La Banque africaine de développement (BAD), qui a misé gros déjà au Bénin, au Maroc et au Cameroun, a promis de mettre sur la table 24 milliards de dollars, devant 1 500 personnalités en provenance de quarante pays du continent. L’ambition est grande : Soulager 70% d’Africains dont la survie alimentaire est encore tributaire de l’agriculture.

Le président de la BAD, Akinwumi Ayodeji Adesina, agroéconomiste de formation, a fait de la révolution de l’agriculture africaine une de ses priorités.

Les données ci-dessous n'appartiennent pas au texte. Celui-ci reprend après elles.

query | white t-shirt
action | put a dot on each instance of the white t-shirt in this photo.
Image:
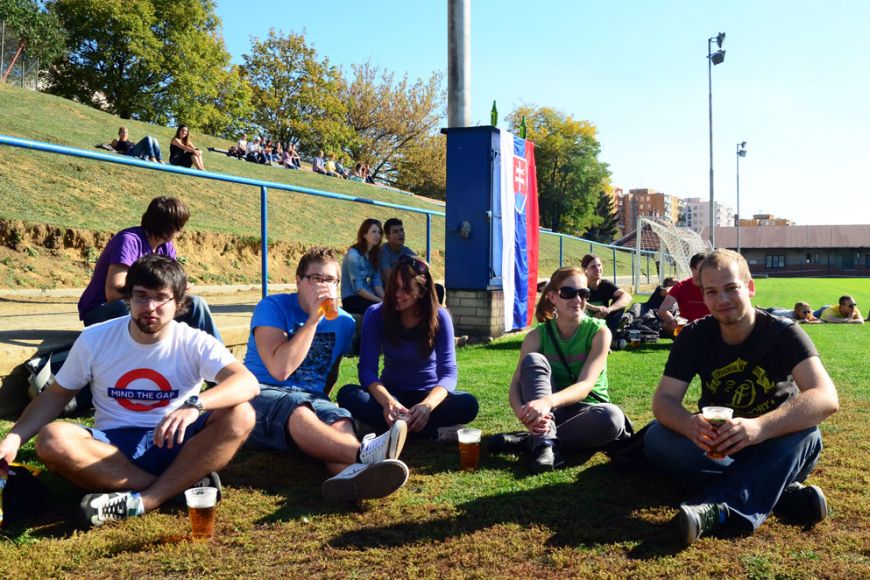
(136, 385)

Uhuru Kenyatta, le président du Kenya, a fait savoir que son pays va dégager 200 millions de dollars pour faciliter à 150 000 jeunes agriculteurs l’accès aux marchés, aux banques et à l’assurance.

La Fondation Melinda & Bill Gates et la Fondation Rockefeller font partie des généreux contributeurs à ce fonds. D’ailleurs ces deux organisations ont inspiré cet élan de la révolution verte en Afrique (« Alliance for a green revolution in Africa »). Les deux fondations américaines ont promis d’injecter 1,180 milliard de dollars.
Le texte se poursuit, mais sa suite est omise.